While there was an overall agreement between automated facial detection and human raters, there were some noticeable discrepancies, particularly for a few of the defacers (mri_deface, pydeface, deepdefacer) where even though the defacer failed to fully remove the participant's face, given OpenCV's low confidence that the render contained a face, it seems these algorithms still distorted the scan enough to confuse current software. Additionally, there were certain factors that appear more likely to fool OpenCV, either into detecting a face that is not there (traces of eye sockets, large blood vessels/tendons) or missing an existing face (noisy images, faces that have been squished or deformed by the head coil, goggles, etc.)

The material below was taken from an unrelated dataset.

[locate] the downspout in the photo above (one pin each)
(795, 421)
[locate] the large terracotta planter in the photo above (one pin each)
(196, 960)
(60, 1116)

Visual facial recognition was quite low for defaced scans, with the majority not leaving enough features to even attempt matching with photographs. Of the scans where identification was attempted, only 25–51% of the matches were correct. While this is still higher than random chance, this does not indicate that these renders were highly recognizable, especially considering that raters were only dealing with scans from six volunteers. This rate was lowest for afni_refacer and pydeface, with these two also having among the least absolute number of correctly identified renders, aligning with our findings among the other three datasets that these two were the most successful at fully defacing scans. Additionally, these low identification rates were not due to the inherent difficulties of recognizing participants from their MRI renders, as the majority of the time, raters were able to correctly identify participants from the renders generated from the original, pre-defaced scans.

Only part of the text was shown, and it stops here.